静かに唄う日陰の透明
初夏の風がふわりと薙いだ。
窓から射しこむ陽光はすこし暖かい。空気に湿り気が混じりだしたから、そろそろ梅雨だろう。梅雨を越えればもう夏だ。うざったい季節がくる。
古書店を経営する僕の家にとって湿気は天敵だ。商品の本に虫が湧く。
本の虫はいつも湧いているけど、あいにくそいつは紙を食べたりはしない。あまりに読書に熱中して口の端で自分の髪を食べてるときがあるのは……まあ、黙っておく。

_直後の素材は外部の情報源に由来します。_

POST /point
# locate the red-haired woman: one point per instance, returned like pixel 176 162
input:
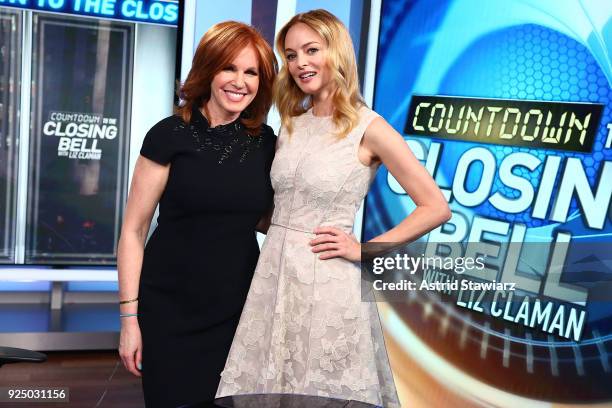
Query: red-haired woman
pixel 208 168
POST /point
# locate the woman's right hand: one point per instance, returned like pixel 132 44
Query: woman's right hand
pixel 130 345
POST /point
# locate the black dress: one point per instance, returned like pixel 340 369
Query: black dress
pixel 198 264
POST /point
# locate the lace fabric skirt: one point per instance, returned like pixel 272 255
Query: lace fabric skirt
pixel 305 329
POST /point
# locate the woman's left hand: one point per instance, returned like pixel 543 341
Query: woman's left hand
pixel 334 242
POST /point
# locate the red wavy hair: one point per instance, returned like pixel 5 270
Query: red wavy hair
pixel 218 48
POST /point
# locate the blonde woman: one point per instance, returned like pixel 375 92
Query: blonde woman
pixel 304 328
pixel 208 169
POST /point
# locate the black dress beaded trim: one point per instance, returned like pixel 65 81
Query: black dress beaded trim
pixel 228 140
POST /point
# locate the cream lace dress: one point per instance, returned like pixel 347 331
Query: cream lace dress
pixel 304 328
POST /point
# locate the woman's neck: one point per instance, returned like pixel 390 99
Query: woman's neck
pixel 216 118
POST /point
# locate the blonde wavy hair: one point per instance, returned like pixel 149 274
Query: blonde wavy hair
pixel 340 60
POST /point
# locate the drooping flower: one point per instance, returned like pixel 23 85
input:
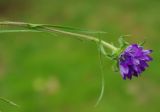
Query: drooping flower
pixel 133 61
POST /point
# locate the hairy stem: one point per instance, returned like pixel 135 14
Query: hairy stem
pixel 50 28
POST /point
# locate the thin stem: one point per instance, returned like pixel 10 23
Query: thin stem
pixel 40 27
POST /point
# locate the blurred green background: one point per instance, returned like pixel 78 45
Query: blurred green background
pixel 46 73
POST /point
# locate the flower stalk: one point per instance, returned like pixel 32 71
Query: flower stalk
pixel 51 28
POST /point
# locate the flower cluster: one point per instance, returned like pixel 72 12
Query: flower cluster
pixel 133 61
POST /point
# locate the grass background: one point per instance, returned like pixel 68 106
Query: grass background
pixel 47 73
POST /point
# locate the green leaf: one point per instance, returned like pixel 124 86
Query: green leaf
pixel 72 29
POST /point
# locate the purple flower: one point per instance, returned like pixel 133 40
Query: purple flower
pixel 133 61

シャッター街と化したふるくさい商店街のちょうど真ん中あたりにある古書店『本田本店』が僕の家だ。居住スペースは二階と三階。一階は狭い古書店になっている。
いまは母と二人暮らしで、父はもう何年も単身赴任で海外へ行っている。父がなんの仕事をしてるのか息子の僕もよくわかっていない。
去年亡くなった爺ちゃんから受け継いだこの店はたいした収入源にはならないけれど、母は閉めようとはしなかった。爺ちゃんの残してくれた店に執着があるわけでも、この狭い商店街の古家が好きなわけでもなかろうに、なぜかこの店をずっと続けている。

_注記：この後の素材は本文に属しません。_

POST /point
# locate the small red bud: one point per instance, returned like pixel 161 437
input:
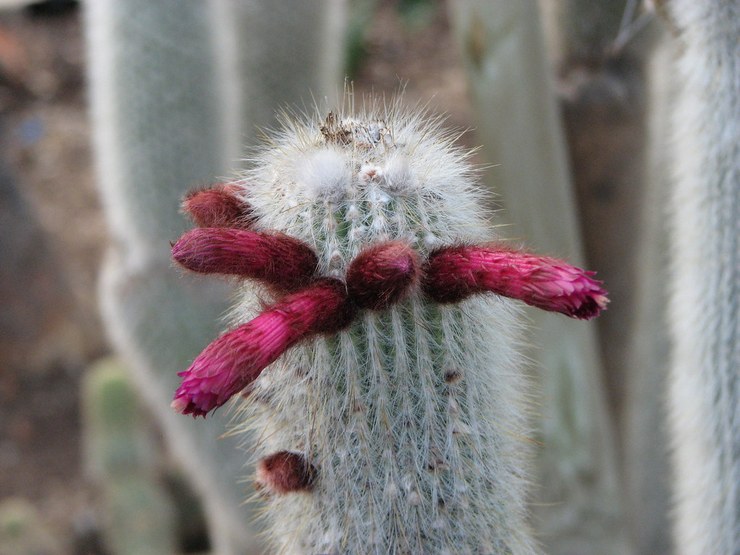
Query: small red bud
pixel 218 206
pixel 285 472
pixel 381 275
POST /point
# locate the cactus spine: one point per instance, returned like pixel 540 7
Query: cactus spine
pixel 705 228
pixel 400 427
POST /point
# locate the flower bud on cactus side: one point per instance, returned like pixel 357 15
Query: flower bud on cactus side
pixel 382 373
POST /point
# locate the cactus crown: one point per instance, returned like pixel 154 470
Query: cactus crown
pixel 398 427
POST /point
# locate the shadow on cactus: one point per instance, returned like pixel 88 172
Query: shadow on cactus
pixel 376 338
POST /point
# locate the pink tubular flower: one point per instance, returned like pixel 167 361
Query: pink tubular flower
pixel 381 275
pixel 236 358
pixel 454 273
pixel 285 472
pixel 274 258
pixel 218 206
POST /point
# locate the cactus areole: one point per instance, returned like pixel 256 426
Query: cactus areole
pixel 375 339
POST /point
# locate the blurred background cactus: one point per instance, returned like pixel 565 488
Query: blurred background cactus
pixel 123 461
pixel 572 102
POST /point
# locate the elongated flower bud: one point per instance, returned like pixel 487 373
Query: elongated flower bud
pixel 236 359
pixel 274 258
pixel 218 206
pixel 454 273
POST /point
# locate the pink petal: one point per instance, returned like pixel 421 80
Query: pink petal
pixel 455 273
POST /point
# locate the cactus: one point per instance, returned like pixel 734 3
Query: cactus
pixel 704 390
pixel 176 88
pixel 577 504
pixel 384 389
pixel 120 455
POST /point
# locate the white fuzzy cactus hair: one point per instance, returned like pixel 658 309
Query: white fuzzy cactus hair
pixel 373 344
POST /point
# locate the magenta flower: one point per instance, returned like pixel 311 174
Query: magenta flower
pixel 454 273
pixel 274 258
pixel 237 358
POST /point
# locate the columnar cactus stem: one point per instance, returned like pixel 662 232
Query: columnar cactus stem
pixel 705 293
pixel 398 424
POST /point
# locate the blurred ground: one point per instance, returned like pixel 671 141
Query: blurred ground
pixel 53 237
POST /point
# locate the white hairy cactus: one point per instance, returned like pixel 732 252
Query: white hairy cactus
pixel 176 87
pixel 399 423
pixel 705 228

おかげで僕もときどき店番をすることになっている。学校が終わればすぐに帰り、母が夕食の支度をするあいだはずっとここにいるのだ。
店内にいるのは常連客がひとりだけ。ただし買う気配はなく堂々と立ち読みしている。僕の帰宅と同じタイミングに来るので、もう二時間ほどだろうか。
今日も絶好調だな。
売り上げは収支グラフにしてみれば見事に綺麗な横一文字。客の数よりため息の数のほうが多くなる。

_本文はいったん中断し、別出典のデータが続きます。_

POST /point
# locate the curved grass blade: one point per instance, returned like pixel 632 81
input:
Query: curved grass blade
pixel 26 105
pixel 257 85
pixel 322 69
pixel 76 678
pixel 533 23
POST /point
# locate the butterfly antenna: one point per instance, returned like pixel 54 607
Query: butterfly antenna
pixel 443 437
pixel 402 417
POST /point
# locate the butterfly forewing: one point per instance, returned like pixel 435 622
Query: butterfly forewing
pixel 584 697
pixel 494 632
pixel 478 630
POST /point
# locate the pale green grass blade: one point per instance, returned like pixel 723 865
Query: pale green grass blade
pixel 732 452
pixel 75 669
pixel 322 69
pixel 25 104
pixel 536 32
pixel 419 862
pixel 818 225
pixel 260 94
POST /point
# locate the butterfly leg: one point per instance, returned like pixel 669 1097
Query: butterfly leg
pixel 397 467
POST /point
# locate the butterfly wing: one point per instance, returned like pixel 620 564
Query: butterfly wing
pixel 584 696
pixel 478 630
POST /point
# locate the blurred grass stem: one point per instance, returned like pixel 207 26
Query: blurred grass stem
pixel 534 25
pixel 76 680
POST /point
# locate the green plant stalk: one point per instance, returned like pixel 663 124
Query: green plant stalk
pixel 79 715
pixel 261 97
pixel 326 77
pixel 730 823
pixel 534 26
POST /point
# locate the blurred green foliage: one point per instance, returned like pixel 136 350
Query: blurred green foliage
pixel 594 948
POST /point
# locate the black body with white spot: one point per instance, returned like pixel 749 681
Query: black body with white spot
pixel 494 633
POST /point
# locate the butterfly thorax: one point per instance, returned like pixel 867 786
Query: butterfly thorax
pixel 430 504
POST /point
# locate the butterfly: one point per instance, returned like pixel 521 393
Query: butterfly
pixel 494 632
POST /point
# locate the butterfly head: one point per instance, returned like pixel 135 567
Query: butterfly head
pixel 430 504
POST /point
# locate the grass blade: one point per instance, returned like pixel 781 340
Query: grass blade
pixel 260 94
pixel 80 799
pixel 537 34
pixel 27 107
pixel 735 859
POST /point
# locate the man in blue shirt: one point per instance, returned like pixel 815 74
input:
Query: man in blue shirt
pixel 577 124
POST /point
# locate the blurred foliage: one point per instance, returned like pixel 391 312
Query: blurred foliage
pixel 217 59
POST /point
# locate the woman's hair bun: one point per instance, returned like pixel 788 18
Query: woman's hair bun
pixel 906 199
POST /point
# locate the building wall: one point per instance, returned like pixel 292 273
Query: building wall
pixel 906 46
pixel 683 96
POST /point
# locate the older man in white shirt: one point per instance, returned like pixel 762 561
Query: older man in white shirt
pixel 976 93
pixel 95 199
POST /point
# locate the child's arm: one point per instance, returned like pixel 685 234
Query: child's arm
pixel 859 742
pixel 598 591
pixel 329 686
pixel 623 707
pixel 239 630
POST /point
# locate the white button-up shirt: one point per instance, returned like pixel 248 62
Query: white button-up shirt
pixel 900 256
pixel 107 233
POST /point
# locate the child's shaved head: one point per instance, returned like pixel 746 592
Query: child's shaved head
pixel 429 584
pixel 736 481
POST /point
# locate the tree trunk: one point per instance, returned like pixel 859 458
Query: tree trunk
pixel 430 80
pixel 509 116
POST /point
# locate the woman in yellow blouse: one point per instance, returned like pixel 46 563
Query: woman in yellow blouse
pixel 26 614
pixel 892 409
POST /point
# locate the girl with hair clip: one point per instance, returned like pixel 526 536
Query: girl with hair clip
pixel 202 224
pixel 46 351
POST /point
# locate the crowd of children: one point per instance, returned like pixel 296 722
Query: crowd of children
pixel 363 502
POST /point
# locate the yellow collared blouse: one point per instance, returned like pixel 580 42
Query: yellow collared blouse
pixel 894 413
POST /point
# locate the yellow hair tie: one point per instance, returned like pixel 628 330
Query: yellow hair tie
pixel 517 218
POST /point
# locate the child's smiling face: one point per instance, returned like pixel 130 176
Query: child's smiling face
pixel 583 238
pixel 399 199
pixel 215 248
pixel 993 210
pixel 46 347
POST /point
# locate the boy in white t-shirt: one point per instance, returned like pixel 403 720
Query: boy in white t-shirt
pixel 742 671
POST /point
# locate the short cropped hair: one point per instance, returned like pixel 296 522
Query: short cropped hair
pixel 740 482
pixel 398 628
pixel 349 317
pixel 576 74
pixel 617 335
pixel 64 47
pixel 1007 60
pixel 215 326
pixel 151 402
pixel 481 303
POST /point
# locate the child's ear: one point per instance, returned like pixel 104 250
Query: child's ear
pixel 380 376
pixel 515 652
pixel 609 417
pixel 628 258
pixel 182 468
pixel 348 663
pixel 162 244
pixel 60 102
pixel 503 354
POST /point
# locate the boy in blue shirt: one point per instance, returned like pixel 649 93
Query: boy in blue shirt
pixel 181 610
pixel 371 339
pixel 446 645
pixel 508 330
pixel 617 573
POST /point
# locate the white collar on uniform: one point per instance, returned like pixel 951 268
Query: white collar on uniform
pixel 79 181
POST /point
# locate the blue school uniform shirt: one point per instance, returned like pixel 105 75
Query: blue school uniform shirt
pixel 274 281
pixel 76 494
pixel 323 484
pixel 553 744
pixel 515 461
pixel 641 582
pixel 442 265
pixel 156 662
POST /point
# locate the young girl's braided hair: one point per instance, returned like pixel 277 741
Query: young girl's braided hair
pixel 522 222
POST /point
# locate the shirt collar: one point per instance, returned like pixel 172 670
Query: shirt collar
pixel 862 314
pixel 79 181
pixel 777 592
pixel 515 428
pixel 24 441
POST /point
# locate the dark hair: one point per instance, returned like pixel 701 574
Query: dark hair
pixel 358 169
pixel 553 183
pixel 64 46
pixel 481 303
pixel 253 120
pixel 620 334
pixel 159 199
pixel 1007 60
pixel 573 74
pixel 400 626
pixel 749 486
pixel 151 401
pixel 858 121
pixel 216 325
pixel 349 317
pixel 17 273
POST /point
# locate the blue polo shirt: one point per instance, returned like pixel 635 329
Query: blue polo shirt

「やっほーコテツ。あいかわらず仏も避ける仏頂面だね」
カウンターに肘をついて座っていると、店に入ってきたのは高校の制服を着た少女。
快活な表情で、肌はすこしだけ日に焼けている。
本田コテツが僕の名だ。
「……お客様、当店にトイレはございません」
「ああそうなんですかすみません――じゃなくて!」
店から出ようとしてから振り返ってツッコミを入れた女子高生。
なんだ、違うのか。
「それで僕になにか用か……アイ」
この少女は村雨アイ。小学、中学ときて高校までも同じ腐れ縁というやつで、いまもクラスメイトだ。商店街の端にあるパン屋の娘。うちの母親とアイの両親が同級生だったってこともあり、家族ぐるみで仲がいい。
アイはカウンターのなかに遠慮なく入ってくると、僕のとなりにあったパイプ椅子を広げて勝手に座る。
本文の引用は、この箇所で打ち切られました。